This section is from "Scientific American Supplement Volumes 275, 286, 288, 299, 303, 312, 315, 324, 344 and 358". Also available from Amazon: Scientific American Reference Book.
Before you begin bending solid pressed pipes always put the thickest part of your pipe at the back. Lead, in a good plumber's hands, may be twisted into every conceivable shape; but, as in all other trades, there is a right and a wrong way of doing everything, and there are many different methods, each having a right and wrong way, which I shall describe. I shall be pleased if my readers will adopt the style most suitable for their particular kind of work; of course I shall say which is the best for the class of work required.
For small pipes, such as from ½ in. to 1 in. "stout pipe," you may pull them round without trouble or danger; but for larger sizes, say, from 1¼ in. to 2 in., some little care is necessary, even in stout pipes.
Fig. 37 illustrates a badly made bend, and also shows how it comes together at the throat, X, and back, E; L is the enlarged section of X E, looking at the pipe endways. The cause of this contraction is pulling the bend too quickly, and too much at a time, without dressing in the sides at B B as follows: After you have pulled the pipe round until it just begins to flatten, take a soft dresser, or a piece of soft wood, and a hammer, and turn the pipe on its side as at Fig. 37; then strike the bulged part of the pipe from X B toward E, until it appears round like section K. Now pull your pipe round again as before, and keep working it until finished. If you find that it becomes smaller at the bend, take a long bolt and work the throat part out until you have it as required.
Fig. 39. This style of bending is much in use abroad, but not much practiced in London, though a splendid method of work.
It is a well known fact that, practically speaking, for such work, water is incompressible, but may be turned and twisted about to any shape, provided it is inclosed in a solid case - Fig. 39 is that case. The end, A, is stopped, and the stopcock, B, soldered into the other end. Now fill up this pipe quite full with warm water and shut the cock, take the end, A, and pull round the pipe, at the same time dressing the molecules of lead from the throat, C, toward D E, which will flow if properly worked.
You can hammer away as much as you please, but be quick about it, so that the water does not cool down, thereby contracting; in fact, you should open the cock now and then, and recharge it to make sure of this.
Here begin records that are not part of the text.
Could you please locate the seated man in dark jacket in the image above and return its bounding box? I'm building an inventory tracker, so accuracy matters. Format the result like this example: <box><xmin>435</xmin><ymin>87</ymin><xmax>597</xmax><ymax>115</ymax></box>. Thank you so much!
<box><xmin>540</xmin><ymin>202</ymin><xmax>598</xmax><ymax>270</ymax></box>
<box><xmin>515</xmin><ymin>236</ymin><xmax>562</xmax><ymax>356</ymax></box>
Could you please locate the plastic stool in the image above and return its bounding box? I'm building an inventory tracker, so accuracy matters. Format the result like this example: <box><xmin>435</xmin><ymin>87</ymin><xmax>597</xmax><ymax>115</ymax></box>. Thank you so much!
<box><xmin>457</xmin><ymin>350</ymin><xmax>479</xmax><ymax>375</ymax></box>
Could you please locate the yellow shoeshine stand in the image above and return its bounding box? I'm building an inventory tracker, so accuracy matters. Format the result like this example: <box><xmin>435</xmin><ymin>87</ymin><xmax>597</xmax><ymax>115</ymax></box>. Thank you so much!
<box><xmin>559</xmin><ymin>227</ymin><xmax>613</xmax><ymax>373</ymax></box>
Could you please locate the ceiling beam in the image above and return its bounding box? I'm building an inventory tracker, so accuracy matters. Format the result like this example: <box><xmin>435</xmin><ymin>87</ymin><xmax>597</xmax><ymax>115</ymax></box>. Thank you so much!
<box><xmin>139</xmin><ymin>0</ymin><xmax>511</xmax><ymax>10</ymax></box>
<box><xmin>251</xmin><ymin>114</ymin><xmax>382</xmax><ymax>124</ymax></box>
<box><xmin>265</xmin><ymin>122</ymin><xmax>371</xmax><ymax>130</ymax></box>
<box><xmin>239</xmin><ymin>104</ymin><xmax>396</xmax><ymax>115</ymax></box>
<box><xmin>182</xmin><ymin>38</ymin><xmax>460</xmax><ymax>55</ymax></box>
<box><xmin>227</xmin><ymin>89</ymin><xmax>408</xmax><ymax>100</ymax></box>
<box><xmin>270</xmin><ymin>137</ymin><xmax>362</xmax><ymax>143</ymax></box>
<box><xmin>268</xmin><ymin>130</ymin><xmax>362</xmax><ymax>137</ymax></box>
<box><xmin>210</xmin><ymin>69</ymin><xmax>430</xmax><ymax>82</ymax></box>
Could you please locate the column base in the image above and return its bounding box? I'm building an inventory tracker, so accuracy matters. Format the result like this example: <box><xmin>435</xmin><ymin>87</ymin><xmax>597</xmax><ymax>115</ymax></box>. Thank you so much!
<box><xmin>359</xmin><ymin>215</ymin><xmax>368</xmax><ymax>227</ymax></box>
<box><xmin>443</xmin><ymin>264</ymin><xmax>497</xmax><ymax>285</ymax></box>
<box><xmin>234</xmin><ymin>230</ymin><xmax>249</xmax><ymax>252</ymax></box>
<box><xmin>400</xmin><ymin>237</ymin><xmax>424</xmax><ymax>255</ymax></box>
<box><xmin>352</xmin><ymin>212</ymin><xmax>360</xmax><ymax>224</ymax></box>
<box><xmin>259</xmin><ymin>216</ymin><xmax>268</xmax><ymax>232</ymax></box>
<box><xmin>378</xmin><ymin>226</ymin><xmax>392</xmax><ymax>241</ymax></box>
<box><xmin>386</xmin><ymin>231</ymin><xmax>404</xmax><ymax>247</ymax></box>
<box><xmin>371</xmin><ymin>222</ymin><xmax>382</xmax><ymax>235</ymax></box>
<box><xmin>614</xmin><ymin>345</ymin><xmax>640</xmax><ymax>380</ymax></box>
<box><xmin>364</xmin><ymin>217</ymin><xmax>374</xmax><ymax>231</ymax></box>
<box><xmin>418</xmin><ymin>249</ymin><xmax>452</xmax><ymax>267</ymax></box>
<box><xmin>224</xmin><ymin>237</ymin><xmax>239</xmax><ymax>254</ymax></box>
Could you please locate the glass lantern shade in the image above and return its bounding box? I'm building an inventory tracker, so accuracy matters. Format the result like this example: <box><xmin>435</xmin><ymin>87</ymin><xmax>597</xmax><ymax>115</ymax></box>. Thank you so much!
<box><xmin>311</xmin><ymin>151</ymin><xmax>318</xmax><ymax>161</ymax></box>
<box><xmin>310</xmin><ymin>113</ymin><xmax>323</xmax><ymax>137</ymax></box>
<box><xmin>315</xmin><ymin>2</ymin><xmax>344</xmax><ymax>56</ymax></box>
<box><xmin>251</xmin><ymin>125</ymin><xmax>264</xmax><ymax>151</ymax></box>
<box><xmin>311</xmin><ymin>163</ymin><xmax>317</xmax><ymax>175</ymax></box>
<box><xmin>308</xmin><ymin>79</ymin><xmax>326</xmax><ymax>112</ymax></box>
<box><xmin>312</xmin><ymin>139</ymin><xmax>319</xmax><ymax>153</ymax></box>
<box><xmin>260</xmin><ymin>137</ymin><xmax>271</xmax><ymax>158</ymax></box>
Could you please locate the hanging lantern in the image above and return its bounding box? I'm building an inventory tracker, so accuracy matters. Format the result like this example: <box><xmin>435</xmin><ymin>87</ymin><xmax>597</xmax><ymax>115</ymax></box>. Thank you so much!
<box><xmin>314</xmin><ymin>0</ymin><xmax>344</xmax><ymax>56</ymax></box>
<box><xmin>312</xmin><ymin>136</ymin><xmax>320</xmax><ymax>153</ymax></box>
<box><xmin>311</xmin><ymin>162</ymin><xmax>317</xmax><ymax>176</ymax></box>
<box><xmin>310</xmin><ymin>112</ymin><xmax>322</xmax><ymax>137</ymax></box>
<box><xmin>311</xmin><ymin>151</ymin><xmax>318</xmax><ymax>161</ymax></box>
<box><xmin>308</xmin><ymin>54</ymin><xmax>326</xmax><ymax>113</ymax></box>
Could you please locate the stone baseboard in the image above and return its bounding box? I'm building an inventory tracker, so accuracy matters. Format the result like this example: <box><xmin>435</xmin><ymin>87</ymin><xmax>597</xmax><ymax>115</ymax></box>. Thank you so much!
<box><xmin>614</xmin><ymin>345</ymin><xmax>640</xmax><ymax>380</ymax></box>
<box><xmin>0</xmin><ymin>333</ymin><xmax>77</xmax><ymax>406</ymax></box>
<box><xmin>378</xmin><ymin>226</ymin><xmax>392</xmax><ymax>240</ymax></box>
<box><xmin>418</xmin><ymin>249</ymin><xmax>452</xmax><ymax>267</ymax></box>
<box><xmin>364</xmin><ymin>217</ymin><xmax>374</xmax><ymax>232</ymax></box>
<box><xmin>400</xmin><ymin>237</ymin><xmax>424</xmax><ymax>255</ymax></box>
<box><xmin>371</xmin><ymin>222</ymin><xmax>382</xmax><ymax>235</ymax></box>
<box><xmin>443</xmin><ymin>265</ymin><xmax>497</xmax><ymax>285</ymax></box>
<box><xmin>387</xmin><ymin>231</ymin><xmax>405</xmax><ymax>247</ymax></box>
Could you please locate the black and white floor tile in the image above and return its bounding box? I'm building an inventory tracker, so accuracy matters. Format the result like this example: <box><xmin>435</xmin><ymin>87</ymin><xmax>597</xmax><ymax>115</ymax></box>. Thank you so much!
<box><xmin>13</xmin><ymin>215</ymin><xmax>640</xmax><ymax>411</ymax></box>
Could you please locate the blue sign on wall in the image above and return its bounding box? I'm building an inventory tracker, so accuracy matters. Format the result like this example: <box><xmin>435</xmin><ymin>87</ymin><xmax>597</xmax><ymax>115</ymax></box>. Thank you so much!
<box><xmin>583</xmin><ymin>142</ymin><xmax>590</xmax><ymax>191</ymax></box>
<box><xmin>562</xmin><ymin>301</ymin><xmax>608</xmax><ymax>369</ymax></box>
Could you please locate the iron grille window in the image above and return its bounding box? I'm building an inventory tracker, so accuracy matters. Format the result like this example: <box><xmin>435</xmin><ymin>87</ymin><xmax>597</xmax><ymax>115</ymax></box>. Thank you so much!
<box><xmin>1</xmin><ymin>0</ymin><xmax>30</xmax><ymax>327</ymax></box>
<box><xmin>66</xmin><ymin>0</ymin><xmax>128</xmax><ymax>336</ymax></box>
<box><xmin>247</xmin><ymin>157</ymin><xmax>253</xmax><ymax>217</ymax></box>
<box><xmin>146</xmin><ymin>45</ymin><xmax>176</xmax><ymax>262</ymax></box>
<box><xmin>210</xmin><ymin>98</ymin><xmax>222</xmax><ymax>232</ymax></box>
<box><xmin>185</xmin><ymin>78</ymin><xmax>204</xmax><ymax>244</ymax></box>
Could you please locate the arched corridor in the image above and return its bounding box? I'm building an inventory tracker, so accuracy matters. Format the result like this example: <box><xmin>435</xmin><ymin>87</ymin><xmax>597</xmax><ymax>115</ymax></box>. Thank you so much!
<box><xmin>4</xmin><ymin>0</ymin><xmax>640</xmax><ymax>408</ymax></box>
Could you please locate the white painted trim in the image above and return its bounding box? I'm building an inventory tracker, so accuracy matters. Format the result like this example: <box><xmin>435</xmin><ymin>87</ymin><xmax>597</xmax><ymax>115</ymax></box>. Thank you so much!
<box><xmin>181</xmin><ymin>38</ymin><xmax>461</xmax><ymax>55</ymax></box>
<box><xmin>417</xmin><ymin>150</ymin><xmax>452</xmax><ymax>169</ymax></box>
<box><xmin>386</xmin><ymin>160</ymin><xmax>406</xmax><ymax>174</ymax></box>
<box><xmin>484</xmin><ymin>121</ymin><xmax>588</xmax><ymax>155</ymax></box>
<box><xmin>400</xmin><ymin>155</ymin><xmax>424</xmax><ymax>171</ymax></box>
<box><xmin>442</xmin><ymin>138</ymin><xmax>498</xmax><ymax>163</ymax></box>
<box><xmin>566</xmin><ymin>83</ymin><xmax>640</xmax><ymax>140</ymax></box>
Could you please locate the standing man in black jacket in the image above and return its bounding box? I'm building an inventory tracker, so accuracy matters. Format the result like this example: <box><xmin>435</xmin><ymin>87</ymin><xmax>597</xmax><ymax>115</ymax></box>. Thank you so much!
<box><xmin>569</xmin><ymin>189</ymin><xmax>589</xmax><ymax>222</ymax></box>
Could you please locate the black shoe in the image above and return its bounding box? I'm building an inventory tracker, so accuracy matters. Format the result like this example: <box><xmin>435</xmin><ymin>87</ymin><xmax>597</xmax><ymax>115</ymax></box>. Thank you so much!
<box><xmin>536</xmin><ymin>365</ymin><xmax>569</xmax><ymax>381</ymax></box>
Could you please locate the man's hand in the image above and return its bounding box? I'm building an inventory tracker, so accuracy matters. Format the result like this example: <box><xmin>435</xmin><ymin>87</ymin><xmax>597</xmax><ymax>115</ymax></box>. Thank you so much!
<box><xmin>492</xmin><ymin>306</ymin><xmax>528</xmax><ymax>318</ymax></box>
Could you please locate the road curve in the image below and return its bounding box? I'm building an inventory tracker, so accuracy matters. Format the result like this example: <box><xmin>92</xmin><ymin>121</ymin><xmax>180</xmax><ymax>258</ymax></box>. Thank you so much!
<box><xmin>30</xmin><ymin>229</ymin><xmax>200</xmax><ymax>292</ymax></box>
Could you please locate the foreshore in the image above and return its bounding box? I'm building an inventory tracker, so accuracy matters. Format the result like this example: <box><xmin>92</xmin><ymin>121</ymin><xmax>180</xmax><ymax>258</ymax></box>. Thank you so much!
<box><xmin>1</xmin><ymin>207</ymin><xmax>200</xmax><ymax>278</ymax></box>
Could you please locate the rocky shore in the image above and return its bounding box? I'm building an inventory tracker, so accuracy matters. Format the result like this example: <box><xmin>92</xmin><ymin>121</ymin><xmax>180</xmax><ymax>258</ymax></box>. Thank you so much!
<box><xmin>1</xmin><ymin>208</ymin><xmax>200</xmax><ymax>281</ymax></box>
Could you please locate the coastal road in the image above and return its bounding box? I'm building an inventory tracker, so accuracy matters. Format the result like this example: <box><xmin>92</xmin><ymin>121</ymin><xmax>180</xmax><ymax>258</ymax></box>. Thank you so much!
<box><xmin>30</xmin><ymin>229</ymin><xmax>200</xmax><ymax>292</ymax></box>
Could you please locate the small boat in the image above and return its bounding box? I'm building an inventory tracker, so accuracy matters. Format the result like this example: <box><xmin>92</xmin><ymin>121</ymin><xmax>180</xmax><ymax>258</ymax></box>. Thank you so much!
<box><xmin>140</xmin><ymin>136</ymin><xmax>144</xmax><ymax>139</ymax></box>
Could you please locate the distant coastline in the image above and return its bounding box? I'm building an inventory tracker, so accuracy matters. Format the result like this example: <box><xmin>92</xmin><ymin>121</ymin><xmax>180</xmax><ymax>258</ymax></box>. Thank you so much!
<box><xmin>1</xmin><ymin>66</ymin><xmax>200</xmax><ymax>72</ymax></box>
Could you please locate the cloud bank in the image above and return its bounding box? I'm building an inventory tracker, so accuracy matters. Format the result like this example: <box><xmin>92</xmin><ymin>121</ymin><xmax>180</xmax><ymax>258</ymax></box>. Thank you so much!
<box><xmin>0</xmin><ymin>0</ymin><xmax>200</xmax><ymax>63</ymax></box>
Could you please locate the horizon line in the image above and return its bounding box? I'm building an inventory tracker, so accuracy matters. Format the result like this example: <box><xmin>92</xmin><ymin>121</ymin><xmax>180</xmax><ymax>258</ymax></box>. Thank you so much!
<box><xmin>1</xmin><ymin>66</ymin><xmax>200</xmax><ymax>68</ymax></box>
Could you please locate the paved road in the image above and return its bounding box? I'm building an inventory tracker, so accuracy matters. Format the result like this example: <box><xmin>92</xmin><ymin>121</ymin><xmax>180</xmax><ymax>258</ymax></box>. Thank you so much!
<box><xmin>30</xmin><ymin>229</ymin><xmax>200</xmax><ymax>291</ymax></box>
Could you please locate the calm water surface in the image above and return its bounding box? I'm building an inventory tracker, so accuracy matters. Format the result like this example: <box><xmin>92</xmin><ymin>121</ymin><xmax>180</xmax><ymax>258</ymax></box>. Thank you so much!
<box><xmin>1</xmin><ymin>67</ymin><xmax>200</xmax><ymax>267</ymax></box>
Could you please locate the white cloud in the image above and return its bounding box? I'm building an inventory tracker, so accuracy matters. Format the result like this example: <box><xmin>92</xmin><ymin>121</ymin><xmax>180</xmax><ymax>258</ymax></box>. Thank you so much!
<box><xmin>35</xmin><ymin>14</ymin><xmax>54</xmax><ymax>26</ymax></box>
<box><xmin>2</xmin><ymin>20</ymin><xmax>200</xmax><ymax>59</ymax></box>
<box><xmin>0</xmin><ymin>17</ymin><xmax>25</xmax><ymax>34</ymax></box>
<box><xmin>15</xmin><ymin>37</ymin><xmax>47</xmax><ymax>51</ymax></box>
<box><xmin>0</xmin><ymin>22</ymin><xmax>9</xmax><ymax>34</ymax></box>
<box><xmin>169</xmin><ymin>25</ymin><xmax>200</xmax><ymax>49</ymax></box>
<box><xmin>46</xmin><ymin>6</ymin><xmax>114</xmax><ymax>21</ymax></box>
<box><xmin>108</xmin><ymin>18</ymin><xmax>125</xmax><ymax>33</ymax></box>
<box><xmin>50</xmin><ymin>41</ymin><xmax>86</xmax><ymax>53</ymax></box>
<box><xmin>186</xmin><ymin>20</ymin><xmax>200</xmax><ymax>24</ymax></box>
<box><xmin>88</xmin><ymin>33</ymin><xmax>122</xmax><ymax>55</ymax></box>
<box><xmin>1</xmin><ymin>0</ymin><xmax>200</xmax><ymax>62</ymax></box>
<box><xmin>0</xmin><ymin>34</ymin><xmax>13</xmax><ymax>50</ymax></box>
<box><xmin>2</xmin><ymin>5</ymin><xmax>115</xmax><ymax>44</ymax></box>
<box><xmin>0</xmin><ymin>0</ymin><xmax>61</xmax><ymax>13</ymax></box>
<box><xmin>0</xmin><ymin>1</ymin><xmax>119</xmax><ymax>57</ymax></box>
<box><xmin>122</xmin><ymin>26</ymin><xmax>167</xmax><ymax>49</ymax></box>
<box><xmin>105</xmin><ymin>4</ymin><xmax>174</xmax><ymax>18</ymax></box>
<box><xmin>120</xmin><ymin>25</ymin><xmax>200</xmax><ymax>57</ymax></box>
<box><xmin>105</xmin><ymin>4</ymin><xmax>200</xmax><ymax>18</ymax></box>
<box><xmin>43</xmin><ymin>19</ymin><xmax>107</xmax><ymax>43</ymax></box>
This is a very old method of bending lead pipes, and answers every purpose for long, easy bends. Proceed in this way: The length of the pipe to be 5 ft., fill and well ram this pipe solid with sand 2 ft. up, then have ready a metal-pot of very hot sand to fill the pipe one foot up, next fill the pipe up with more cold sand, ramming it as firmly as possible, stop the end and work it round as you did the water bend, but do not strike it too hard in one place, or you will find it give way and require to be dummied out again, or if you cannot get the dent out with the dummy send a ball through (see "Bending with Balls").